Five Pro Tips for Getting Up to Speed with a new HVAC Distributor
1. Study Product Documentation and Resources
It will seem simple and obvious, but the first step of any learning process with equipment or materials is to dive into product documentation, user manuals, start-up guides and manufacturers online portals. These materials contain detailed information about the product’s features, uses, best practices and more that will help build the foundation of your new product knowledge.
2. Hands-On Exploration
Once you have a basic groundwork for your new product knowledge, if you can get into the field with your products then your best understanding is learned through firsthand interaction. Being able to create and test scenarios to learn abilities of different features will give you a practical feel for how the product works. There is simply no replacement for time spent in the field.

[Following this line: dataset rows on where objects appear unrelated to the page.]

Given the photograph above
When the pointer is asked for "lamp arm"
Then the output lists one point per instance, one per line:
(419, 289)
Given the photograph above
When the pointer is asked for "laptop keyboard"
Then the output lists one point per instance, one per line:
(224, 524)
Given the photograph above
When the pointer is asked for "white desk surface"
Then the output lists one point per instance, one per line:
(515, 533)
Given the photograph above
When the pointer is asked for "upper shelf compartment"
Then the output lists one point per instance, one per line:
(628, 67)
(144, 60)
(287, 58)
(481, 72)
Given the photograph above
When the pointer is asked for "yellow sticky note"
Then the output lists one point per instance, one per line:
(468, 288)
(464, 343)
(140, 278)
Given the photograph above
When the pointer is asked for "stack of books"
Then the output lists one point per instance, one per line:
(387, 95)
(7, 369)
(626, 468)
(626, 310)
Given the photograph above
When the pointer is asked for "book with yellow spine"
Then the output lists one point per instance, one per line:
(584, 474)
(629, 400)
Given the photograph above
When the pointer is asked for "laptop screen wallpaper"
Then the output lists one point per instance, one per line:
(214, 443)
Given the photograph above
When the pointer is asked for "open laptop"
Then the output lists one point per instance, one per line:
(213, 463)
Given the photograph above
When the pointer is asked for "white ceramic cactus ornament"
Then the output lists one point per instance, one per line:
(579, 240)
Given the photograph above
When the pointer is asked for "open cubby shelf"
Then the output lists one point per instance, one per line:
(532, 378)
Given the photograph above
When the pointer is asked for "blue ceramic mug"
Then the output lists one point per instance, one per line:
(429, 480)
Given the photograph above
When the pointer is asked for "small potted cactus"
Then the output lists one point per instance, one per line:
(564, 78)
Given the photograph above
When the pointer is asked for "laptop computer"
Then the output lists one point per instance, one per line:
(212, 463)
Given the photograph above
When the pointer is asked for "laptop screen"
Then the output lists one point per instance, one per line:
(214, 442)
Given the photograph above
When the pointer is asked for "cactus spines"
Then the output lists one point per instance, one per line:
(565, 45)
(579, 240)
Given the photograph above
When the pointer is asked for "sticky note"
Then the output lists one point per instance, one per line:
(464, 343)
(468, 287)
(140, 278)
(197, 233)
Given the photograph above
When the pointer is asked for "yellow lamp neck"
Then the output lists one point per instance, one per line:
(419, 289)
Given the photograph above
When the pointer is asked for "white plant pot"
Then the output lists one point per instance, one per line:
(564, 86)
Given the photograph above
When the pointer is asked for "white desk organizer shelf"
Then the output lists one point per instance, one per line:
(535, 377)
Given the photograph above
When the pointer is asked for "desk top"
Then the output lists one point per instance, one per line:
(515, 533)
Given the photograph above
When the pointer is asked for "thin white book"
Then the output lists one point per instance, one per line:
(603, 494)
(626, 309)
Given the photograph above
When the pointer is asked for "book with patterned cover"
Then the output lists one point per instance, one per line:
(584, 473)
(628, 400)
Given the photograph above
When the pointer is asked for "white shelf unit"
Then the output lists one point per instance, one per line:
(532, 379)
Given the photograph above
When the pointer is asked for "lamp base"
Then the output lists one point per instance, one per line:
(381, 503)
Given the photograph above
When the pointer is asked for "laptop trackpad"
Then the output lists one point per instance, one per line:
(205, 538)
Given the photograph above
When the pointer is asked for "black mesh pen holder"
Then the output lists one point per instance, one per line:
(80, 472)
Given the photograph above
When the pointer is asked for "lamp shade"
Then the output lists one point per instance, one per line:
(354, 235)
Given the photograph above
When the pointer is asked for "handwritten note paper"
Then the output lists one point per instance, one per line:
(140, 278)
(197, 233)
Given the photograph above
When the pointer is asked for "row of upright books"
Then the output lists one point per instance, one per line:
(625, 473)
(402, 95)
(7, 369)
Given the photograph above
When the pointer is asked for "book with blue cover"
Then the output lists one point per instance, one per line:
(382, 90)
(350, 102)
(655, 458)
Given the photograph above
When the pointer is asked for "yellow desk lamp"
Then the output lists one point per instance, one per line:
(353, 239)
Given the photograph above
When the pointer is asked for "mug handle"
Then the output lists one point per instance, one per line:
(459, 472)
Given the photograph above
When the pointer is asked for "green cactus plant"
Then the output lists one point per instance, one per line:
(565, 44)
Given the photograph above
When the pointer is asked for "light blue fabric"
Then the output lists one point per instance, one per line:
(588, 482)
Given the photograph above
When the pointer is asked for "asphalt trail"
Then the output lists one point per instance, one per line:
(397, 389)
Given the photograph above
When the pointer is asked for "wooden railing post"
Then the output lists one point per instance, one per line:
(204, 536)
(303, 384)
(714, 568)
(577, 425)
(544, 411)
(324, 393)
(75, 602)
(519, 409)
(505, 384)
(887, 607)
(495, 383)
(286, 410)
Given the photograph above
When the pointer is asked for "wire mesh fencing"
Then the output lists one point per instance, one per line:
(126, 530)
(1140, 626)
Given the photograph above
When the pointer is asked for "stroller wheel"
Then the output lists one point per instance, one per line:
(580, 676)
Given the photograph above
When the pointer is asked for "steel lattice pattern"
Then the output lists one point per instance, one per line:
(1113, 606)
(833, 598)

3. Shadowing and Mentoring
You are the new person, make friends with and spend time with your colleagues who already are familiar with the products. Shadow their interactions with customers, observe their demos and ask them questions.
Having a mentor can greatly accelerate your learning process by providing real-world insights and practical tips from their years of experience that you are hoping to tap into for your own personal product knowledge growth.
4. Break Down Complex Concepts
Products, especially in HVAC and Refrigeration, in many cases will have intricate features and capabilities. It can be difficult to understand all those abilities at once, so breaking them down into smaller manageable pieces will increase your learning potential and decrease some of the stress of trying to cram that knowledge into your mind. Focus on mastering this one aspect at a time and gradually you will build your understanding to then move onto the next.
5. Create Cheat Sheets and Summaries
As you learn your new products, take notes, create and build cheat sheets and summaries for yourself as well as your customers. The more you can become the expert that educates your own customer base the more you will be looked to as the authority in the market for those products.
Concise documents that can serve as quick references to have ready for consultation and review any time you need them is a major positive. Organizing information in this way will reinforce your understanding and help with knowledge retention.
Bonus Tip: When in Doubt, Ask
Always ask questions and don’t hesitate. The most ignorant question is the one you did not ask. Clarifying your doubts early on will assist in preventing misunderstandings and help you gain a deeper understanding of products faster.
Always remember, learning a new company’s products takes time and effort. Be patient with yourself and celebrate your progress along the way.
Thanks for reading #TradeCrew and I look forward to many more articles to come.